KILLING is killing... it does matter weather you kill Hitler or the Dali Lama... the reprucussions are the same... we are all the same.... we can only see what we are... all the hatred that people see in others.... IT is really themselves they are seeing..
 

skunkushybrid

New Member
I see... I hope I did not come across rude... that was not my intention..

i am trying to figure out f you think it is ok to KILL under certain circumstances.. and if your answer is yes.. then my comment back is..

when ever somebody attacks.... regardless if it is military or not...

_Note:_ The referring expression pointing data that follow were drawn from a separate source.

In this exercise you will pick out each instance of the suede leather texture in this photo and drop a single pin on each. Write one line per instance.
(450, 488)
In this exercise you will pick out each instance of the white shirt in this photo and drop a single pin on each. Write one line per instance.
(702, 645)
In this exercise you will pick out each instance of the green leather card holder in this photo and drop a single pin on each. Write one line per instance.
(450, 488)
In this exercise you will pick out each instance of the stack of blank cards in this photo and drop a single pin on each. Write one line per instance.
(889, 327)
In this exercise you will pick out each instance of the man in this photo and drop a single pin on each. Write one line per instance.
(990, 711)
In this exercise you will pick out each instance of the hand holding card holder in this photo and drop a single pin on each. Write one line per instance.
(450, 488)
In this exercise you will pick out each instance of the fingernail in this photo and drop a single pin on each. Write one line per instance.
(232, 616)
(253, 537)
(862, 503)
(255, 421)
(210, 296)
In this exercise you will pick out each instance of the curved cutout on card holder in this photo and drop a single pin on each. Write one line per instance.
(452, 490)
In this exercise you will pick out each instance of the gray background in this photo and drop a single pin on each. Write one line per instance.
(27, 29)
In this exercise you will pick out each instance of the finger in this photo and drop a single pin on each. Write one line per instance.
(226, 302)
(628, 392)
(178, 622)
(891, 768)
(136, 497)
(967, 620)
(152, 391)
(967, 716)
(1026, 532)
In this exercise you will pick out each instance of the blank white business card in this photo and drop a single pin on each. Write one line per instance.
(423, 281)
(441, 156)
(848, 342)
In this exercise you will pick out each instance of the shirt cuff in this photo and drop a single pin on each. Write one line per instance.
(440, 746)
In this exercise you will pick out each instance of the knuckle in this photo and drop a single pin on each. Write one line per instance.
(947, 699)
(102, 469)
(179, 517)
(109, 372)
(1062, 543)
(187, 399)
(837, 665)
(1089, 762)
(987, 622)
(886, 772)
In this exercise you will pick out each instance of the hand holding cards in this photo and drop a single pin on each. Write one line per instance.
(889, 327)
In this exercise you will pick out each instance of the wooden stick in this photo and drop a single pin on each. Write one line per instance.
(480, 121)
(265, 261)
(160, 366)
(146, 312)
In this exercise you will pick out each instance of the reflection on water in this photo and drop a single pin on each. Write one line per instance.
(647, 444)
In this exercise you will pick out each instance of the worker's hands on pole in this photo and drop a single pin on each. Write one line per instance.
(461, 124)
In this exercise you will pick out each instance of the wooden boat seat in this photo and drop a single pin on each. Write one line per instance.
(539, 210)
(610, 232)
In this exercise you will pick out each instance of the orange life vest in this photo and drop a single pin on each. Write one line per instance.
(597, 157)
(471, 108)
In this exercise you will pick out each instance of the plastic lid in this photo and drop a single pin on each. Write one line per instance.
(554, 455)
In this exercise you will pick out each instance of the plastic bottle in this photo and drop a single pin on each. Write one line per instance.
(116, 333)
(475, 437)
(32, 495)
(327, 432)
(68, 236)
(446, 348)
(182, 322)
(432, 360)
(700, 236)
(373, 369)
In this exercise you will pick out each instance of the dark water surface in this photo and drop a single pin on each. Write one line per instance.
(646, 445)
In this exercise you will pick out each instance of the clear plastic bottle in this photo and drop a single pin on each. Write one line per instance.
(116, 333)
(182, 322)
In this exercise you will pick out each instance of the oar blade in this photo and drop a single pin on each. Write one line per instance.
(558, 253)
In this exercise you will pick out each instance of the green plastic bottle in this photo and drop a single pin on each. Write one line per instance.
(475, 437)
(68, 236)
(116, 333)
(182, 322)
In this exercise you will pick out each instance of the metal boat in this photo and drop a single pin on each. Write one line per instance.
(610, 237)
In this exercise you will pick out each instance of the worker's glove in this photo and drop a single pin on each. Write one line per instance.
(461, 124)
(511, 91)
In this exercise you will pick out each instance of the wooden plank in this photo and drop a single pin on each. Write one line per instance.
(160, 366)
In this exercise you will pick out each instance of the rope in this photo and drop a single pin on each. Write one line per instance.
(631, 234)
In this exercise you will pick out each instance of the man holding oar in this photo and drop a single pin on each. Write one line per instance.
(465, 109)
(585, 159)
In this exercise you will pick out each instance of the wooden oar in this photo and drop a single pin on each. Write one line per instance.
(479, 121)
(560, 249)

peoples moms, sisters, dads, brothers, wifes, etc get killed.. and that ripple of pain and negativity is not something that heals quickly... killing people, because they kill your family... may seem normal to an emotionl immature being... BUT the truth is ALL LIFE as equal... and once someonebecomes aware that we are all brothers and sisters (which takes very little awareness) one realizes it is doing nothing GOOD for the world as a WHOLE to kill another human.. under ANY circumstance..

iloveyou


KILLING is killing... it does matter weather you kill Hitler or the Dali Lama... the reprucussions are the same... we are all the same.... we can only see what we are... all the hatred that people see in others.... IT is really themselves they are seeing..
Excellent post gk. Gave me a lot of food for thought. I have felt this way myself before then dismissed them once emotions set in again. We all realise exactly what you've said gk, the trouble is just trying to remember it.
 

TheConstantGardner

Well-Known Member
I agree with you GK, killing is wrong but little can stop it. People have been warring with each other since we came down out of the trees (going to spark an evolution debate here). Each new technology we create allows us to wage war with greater efficiency. We used to battle for territory, now we battle for control of resources and because of religious differences. That will never change. People speak of world peace, but that dream is ultimately unobtainable as long as there are governments in existence. Our fear of each other leads us to building bigger and better weapons to destroy each other with. Maybe we should have more women as leaders. There would be no wars, only serious negotiations every 28 days :)
 

j_g

Active Member
KILLING is killing... it does matter weather you kill Hitler or the Dali Lama... the reprucussions are the same... we are all the same.... we can only see what we are... all the hatred that people see in others.... IT is really themselves they are seeing..
As the Jews and Christians believe (although they definitely don't always show it), it is a sin against God to kill anyone; For God values everyone regardless of race or religion.